In response to the report, SEC officials pointed out that investors are able to determine a company’s attestation status from information in the annual report, but it left open the door to eventually requiring disclosures of attestation status.

“The draft report correctly identifies that a non-accelerated filer that does not voluntarily include in its annual report an attestation report from its auditor on ICFR [internal controls over financial reporting] is not required to disclose this fact explicitly,” wrote SEC chief accountant Paul Beswick and Division of Corporate Finance acting director Lona Nallengara. “We believe that this fact can be easily determined by investors from information that is already disclosed in the annual report. An issuer is required to indicate its filing status on the cover of its annual report, clearly disclosing whether the issuer is a non-accelerated filer and, therefore, exempt from the auditor attestation requirement. Further, SEC rules require any issuer that includes an auditor’s attestation report on ICFR in its annual report, whether the attestation report is voluntary or required, to include a statement that the attestation report is included in the annual report. As a result, non-accelerated filers that voluntarily provide an attestation report are readily identified.”

Beswick and Nallengara pointed out that investors can also find information on the existence of an opinion on ICFR by looking at the audit report in the issuer’s filing. But they noted that the Public Company Accounting Oversight Board is in the process of changing the auditor’s reporting model, which may require an explicit statement on whether or not there is an opinion on internal controls.

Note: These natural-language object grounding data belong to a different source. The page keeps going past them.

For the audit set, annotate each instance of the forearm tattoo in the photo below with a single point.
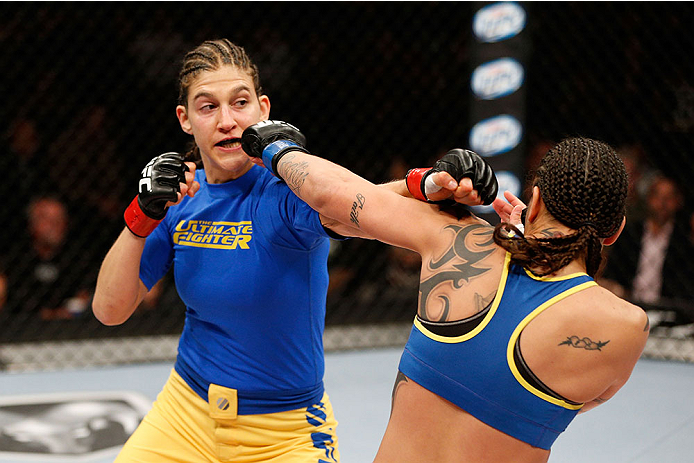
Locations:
(460, 262)
(294, 173)
(583, 343)
(357, 206)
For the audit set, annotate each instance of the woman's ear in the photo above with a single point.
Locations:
(182, 115)
(264, 102)
(611, 239)
(534, 206)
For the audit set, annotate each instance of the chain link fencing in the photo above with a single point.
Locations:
(89, 90)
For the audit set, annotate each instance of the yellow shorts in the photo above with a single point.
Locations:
(182, 427)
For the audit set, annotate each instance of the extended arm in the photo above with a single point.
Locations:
(340, 194)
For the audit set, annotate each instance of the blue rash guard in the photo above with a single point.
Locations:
(482, 371)
(250, 264)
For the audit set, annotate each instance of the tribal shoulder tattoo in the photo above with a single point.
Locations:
(458, 265)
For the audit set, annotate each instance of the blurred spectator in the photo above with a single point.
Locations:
(87, 166)
(372, 281)
(50, 277)
(651, 263)
(23, 160)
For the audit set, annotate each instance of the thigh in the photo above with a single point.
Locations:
(176, 429)
(306, 435)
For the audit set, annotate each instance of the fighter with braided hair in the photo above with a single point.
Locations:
(250, 263)
(512, 337)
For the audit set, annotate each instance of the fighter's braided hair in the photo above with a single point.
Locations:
(583, 184)
(211, 55)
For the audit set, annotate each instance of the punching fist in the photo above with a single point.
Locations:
(159, 183)
(270, 140)
(458, 163)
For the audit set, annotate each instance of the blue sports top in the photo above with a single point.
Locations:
(478, 371)
(250, 264)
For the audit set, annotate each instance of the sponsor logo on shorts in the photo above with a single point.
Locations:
(214, 235)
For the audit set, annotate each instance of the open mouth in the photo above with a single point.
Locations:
(229, 143)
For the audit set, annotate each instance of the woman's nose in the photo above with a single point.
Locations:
(226, 119)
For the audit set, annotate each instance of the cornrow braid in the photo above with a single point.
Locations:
(210, 56)
(583, 183)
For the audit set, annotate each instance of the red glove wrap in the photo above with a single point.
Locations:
(413, 179)
(137, 221)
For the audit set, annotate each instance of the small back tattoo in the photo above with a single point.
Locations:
(583, 343)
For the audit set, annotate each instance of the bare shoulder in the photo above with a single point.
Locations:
(613, 308)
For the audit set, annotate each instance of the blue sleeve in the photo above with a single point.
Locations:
(157, 255)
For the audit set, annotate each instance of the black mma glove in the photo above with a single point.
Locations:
(270, 140)
(458, 163)
(159, 183)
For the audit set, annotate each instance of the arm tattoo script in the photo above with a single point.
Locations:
(400, 379)
(583, 343)
(357, 206)
(294, 173)
(462, 259)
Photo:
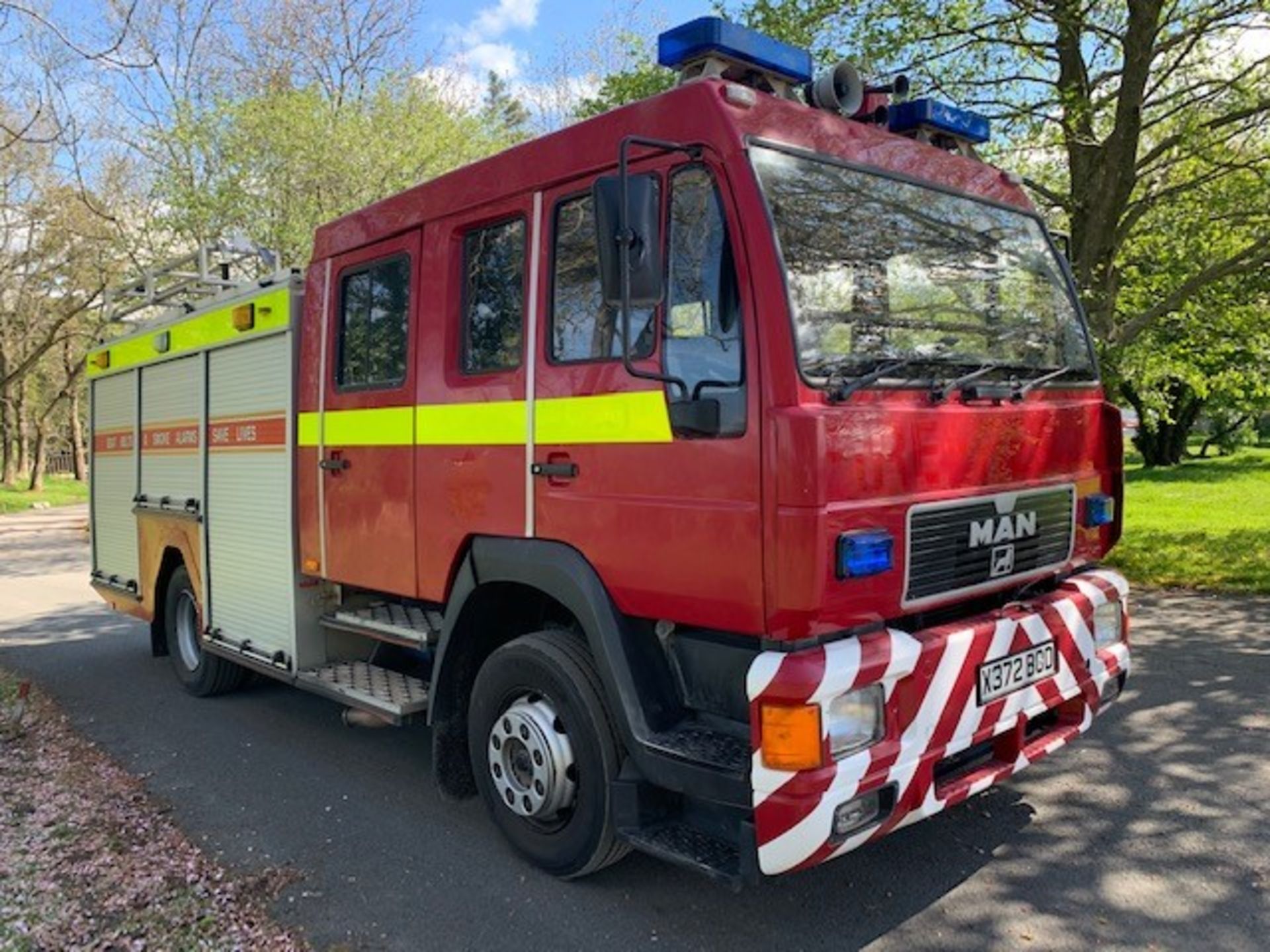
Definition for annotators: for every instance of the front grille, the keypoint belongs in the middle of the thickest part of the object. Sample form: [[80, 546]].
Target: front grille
[[972, 542]]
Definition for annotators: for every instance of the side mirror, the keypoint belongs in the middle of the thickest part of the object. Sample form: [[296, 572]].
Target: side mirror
[[644, 231], [701, 416]]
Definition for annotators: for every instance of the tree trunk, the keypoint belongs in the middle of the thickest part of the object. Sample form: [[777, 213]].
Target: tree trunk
[[23, 429], [1221, 433], [78, 452], [1164, 442], [37, 466], [8, 461]]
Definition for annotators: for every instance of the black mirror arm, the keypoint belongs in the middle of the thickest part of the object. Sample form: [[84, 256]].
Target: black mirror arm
[[625, 240]]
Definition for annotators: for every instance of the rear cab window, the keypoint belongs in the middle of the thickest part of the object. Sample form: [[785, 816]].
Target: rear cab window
[[374, 325]]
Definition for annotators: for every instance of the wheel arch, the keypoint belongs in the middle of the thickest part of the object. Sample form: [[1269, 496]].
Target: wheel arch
[[169, 561], [506, 588]]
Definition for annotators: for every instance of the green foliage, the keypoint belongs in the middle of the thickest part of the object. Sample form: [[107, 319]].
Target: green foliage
[[503, 112], [59, 491], [642, 79], [1197, 524], [276, 165]]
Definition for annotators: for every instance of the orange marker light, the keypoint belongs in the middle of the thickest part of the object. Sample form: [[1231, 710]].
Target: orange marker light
[[792, 736]]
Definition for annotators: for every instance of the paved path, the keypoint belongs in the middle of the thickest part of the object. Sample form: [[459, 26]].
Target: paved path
[[1152, 830]]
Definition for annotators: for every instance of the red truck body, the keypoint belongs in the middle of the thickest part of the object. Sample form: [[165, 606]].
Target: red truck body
[[770, 706]]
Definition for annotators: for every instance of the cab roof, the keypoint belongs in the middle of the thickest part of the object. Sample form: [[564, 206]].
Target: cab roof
[[695, 112]]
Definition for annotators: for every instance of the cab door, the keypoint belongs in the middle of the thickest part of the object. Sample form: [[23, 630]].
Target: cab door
[[367, 423], [668, 518]]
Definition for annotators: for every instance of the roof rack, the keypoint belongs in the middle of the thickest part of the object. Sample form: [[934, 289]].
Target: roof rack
[[186, 282]]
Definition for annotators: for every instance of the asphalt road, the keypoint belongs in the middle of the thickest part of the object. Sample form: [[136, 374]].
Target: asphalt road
[[1151, 832]]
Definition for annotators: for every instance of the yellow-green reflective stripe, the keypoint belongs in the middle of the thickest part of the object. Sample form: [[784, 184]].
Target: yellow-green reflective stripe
[[609, 418], [376, 427], [272, 311], [497, 423]]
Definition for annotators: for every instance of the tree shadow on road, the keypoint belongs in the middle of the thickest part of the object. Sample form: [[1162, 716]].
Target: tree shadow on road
[[1152, 829]]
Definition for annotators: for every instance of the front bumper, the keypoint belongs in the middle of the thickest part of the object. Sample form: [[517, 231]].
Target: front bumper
[[940, 746]]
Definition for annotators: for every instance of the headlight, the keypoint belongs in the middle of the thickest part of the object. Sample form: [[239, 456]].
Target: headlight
[[855, 720], [1107, 623]]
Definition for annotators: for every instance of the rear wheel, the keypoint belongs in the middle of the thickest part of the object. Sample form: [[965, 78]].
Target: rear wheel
[[201, 674], [544, 752]]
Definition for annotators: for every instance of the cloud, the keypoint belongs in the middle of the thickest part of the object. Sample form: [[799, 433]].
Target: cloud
[[492, 22], [480, 46], [1253, 42], [502, 59]]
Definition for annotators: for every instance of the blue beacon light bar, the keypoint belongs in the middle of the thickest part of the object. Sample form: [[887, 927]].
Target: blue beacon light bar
[[709, 36], [931, 113]]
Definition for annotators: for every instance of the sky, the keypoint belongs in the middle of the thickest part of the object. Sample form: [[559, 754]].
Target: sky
[[519, 37]]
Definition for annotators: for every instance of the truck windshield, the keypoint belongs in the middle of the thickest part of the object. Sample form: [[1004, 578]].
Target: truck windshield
[[883, 270]]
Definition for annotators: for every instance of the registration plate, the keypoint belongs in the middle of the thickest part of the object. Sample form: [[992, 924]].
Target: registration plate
[[1014, 672]]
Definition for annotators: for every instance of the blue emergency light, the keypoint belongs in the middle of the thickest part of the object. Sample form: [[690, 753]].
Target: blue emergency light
[[941, 117], [1099, 509], [714, 36], [867, 553]]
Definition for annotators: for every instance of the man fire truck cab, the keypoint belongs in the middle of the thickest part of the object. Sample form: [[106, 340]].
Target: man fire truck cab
[[726, 475]]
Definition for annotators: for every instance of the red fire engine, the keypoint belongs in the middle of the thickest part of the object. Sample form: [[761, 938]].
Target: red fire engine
[[726, 476]]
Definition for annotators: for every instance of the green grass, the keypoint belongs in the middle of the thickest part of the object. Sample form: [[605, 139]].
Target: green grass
[[59, 491], [1202, 524]]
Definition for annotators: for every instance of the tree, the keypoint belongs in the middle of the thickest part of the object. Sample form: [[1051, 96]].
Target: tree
[[275, 167], [1118, 112], [503, 112], [58, 255]]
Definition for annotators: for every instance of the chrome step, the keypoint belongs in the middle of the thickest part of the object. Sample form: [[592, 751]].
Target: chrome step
[[411, 626], [368, 687]]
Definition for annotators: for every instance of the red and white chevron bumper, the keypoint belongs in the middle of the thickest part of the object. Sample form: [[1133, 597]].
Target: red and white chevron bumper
[[933, 714]]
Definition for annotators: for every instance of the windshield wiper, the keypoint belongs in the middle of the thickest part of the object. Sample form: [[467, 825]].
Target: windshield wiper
[[1021, 389], [839, 390], [941, 390]]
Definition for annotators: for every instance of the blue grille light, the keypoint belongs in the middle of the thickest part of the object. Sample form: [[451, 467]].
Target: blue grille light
[[865, 554], [730, 41], [1099, 509], [963, 124]]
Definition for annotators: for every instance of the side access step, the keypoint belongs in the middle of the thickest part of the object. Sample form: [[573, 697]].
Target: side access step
[[689, 847], [409, 626], [368, 687]]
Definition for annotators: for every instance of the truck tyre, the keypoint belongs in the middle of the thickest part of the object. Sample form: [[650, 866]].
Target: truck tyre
[[201, 674], [544, 752]]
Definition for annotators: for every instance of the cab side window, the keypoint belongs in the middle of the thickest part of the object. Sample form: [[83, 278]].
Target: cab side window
[[374, 325], [702, 340], [493, 298], [583, 328]]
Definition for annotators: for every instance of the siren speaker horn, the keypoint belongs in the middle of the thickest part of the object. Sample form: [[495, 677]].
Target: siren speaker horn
[[840, 91]]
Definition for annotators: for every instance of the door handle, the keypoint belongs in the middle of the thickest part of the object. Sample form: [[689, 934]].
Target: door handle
[[556, 471]]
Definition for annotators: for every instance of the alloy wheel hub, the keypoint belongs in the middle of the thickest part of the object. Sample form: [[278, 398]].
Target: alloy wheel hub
[[531, 760]]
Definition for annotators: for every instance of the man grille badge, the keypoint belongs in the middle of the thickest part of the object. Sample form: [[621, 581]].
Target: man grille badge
[[1002, 561]]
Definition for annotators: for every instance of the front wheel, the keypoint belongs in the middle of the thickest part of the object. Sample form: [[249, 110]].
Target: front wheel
[[544, 752], [201, 674]]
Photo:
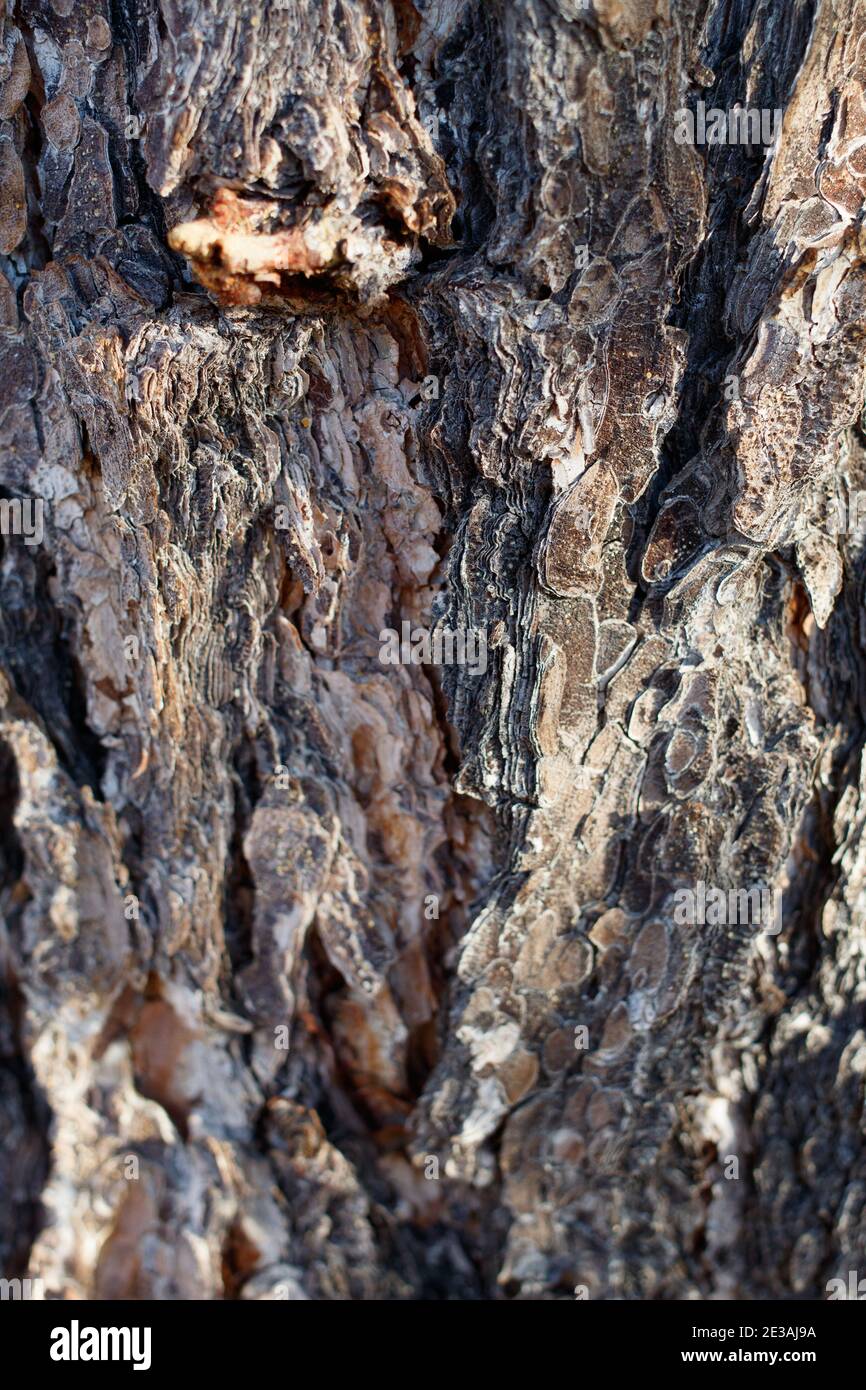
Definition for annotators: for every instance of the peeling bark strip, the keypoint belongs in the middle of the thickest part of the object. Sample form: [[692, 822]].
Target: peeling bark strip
[[328, 976]]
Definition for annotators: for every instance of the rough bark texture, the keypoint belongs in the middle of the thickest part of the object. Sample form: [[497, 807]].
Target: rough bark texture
[[237, 238]]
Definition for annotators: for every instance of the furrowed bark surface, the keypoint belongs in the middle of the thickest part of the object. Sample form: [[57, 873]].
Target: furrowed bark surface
[[300, 342]]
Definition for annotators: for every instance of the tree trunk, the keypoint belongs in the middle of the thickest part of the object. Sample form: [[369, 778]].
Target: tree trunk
[[433, 649]]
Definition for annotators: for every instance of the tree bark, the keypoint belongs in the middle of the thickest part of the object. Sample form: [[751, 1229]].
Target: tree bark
[[332, 976]]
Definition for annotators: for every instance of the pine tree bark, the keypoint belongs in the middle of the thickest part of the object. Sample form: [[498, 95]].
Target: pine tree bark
[[332, 977]]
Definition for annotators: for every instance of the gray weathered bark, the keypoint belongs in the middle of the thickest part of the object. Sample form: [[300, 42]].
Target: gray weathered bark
[[324, 316]]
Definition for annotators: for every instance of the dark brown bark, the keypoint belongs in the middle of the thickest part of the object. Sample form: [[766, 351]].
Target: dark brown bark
[[328, 977]]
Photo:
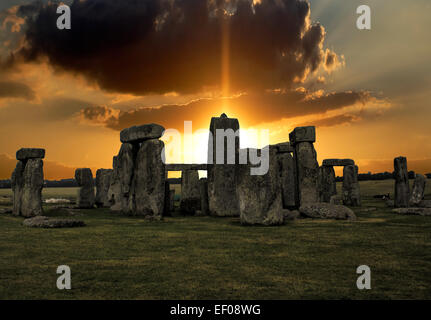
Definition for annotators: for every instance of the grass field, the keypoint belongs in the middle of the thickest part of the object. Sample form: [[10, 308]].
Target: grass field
[[118, 257]]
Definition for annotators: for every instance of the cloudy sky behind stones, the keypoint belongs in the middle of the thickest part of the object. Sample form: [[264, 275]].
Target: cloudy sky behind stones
[[273, 64]]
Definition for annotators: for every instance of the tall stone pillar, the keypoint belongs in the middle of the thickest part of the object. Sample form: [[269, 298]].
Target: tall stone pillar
[[327, 183], [307, 168], [221, 176], [27, 182], [351, 191], [190, 192], [287, 174], [103, 181], [402, 188], [86, 196]]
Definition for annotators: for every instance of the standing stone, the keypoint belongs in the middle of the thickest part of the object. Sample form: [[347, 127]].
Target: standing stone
[[27, 182], [418, 190], [31, 201], [17, 184], [190, 192], [351, 191], [103, 181], [288, 178], [168, 209], [147, 196], [122, 176], [327, 183], [203, 188], [221, 177], [260, 199], [86, 197], [402, 188]]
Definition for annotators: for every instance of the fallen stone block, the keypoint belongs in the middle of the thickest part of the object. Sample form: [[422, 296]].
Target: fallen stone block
[[30, 153], [141, 133], [413, 211], [46, 222], [327, 211], [338, 162]]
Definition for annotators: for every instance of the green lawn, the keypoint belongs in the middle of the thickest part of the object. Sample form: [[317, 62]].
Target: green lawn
[[118, 257]]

“If the auditor chooses to issue a separate attestation report on ICFR, PCAOB standards require an explicit statement that the issuer’s ICFR has been audited,” Beswick and Nallengara wrote. “In the case of either combined or separate reports, the fact that the auditor clearly opined on ICFR is clearly disclosed in the auditor’s report on the financial statements. When the auditor is engaged to opine on ICFR, PCAOB standards permit the auditor to also include in its report on the financial statements an explicit statement of this fact and that the auditor does not express an opinion on ICFR. The PCAOB has announced that, as part of its standard-setting agenda, it plans to propose changes to the auditor’s reporting model later in 2013. As part of this project, we understand that the PCAOB staff intends to recommend that the PCAOB seek specific feedback on requiring, as opposed to permitting, these explicit statements. We remain dedicated to continuously evaluating and improving our disclosure requirements and to making sure that investors have the information they need to make informed investment decisions.”